El jugo de medio limón pequeño (opcional, solo si no hay mucha acidez)

Preparación:
Extrae el gel de aloe vera con cuidado, retirando toda la cáscara verde y la capa amarillenta justo debajo de ella (esa parte es laxante y puede irritar). Corta la papaya en cubos pequeños. Licúa ambos ingredientes con un poquito de agua o come la papaya en trozos y el aloe por separado, como si fuera una ensalada. Mi tío prefiere licuarlo todo, dice que así "se mezclan mejor los poderes".

Indicaciones:
Tómalo en ayunas, 20 minutos antes del desayuno. El aloe vera forma una capa protectora sobre la mucosa gástrica, la papaya aporta papaína, una enzima que ayuda a digerir proteínas y reduce la sensación de pesadez.

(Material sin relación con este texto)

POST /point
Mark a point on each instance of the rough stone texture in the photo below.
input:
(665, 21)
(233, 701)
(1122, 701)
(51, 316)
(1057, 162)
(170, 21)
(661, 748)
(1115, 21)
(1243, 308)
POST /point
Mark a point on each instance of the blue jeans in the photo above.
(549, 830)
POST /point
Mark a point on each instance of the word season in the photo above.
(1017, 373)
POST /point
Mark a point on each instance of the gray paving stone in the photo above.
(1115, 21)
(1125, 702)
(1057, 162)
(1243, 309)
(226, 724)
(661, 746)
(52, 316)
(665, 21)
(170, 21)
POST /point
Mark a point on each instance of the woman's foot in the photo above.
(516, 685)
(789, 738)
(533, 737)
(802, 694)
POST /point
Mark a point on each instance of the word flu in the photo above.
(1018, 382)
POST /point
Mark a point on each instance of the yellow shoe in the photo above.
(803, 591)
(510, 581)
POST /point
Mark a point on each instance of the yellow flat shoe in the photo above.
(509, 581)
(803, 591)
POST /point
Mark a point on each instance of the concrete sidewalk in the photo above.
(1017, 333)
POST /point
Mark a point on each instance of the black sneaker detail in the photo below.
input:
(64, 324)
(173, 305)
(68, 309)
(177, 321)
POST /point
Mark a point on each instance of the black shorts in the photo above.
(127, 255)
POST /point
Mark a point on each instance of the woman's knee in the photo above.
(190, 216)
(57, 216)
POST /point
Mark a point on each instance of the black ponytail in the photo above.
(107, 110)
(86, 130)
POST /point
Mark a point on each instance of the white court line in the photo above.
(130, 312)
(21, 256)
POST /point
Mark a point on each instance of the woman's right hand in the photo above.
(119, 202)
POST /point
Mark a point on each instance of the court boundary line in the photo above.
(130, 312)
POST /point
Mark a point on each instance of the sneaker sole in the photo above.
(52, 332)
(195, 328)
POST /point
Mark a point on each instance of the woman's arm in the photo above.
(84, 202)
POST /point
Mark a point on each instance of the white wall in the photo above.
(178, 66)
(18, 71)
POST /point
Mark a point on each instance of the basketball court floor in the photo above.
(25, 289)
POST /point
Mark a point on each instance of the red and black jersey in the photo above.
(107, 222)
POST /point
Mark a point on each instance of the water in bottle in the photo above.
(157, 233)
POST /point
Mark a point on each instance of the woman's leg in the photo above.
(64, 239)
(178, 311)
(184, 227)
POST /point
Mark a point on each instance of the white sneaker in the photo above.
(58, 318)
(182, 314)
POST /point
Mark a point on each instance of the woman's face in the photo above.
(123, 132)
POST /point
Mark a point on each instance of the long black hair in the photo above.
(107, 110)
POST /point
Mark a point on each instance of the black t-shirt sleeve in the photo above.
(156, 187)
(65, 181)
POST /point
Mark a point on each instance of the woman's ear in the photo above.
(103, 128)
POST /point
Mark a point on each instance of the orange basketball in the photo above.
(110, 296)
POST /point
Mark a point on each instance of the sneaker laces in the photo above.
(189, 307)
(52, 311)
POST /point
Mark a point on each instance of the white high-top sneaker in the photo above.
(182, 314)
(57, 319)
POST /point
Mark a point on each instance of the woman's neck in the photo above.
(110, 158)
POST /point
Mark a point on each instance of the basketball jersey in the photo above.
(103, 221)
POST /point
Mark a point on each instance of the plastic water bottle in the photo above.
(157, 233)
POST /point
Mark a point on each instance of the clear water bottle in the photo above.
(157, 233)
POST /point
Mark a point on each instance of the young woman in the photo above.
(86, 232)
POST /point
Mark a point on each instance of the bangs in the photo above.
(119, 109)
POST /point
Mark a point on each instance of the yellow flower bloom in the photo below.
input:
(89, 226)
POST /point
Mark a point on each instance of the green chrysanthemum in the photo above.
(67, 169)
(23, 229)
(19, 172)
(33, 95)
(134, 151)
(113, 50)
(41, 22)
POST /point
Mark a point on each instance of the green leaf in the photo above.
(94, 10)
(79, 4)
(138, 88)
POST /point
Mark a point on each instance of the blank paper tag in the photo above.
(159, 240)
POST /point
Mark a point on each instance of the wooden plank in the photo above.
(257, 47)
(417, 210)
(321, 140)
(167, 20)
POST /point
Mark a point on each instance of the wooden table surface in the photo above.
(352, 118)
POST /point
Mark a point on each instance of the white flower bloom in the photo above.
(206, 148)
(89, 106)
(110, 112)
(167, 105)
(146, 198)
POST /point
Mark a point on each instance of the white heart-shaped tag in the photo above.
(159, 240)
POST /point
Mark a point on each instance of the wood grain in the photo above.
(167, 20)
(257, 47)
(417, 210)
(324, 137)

Frecuencia: 5 días seguidos, descansa 2. Si tienes diarrea, reduce la cantidad de aloe o suspende temporalmente.

Agua de papaya verde para la noche
Ingredientes:

1 trozo de papaya verde (con cáscara, sin semillas)

1 litro de agua

1 rama de canela

Preparación:
Lava bien la papaya verde, córtala en trozos con cáscara. Hierve en el agua con la canela durante 15 minutos. Apaga, deja enfriar, cuela y guarda en el refrigerador.

Indicaciones:
Bebe un vaso por la noche, antes de cenar, no después. La papaya verde tiene menos azúcar y más alcaloides que la madura; su efecto es más astringente y calmante. No endulces. La canela ayuda a reducir la fermentación intestinal.

Compresa de aloe vera y manzanilla para el pecho ardiente
Ingredientes:

3 cucharadas de gel de aloe vera

1 taza de infusión fría de manzanilla

1 paño de algodón

Preparación:
Mezcla el aloe con la manzanilla hasta obtener un líquido espeso. Empapa el paño, escúrrelo y colócalo sobre el pecho, desde el esternón hacia arriba, durante 15 minutos.

Indicaciones:
Este no es un remedio interno, sino un alivio tópico para la sensación de ardor que a veces acompaña al reflujo. No sustituye el tratamiento médico, pero el frío y las propiedades calmantes del aloe pueden hacer más llevadera la espera mientras el estómago se tranquiliza.

Lo que aprendí con el estómago de mi tío
Mi tío Roberto sigue tomando sus pastillas. El médico no se las ha quitado, ni él espera que la papaya las reemplace. Pero ahora, cada mañana, antes de desayunar, prepara su licuado verde. Lo bebe despacio, sentado en el mismo lugar donde siempre desayunó, mirando el mismo patio, oyendo las mismas gallinas.

Un día le pregunté si de verdad sentía mejoría. Se quedó pensando, con la mirada perdida en el naranjo. "Mira, hijo", dijo al fin, "las pastillas me quitan el ardor, eso es cierto. Pero esto... esto me recuerda que puedo hacer algo por mí mismo. Que no todo depende de los frascos de la farmacia".

La ciencia dice que la papaína ayuda a digerir, que el aloe forma una película protectora, que la manzanilla relaja el músculo liso. Todo cierto. Pero lo que la ciencia no mide es el gesto de pelar una papaya cada mañana, de extraer el gel con cuidado, de mezclarlo con la certeza de que el cuerpo, si lo acompañas con paciencia, también sabe responder.

Mi tío ya no tiene un estómago de hierro. Tiene un estómago de vidrio, frágil, que hay que cuidar. Pero cada mañana, cuando bebe su licuado, ese vidrio no se siente tan quebradizo. Se siente sostenido. Y eso, en la gastritis crónica, es también una forma de medicina.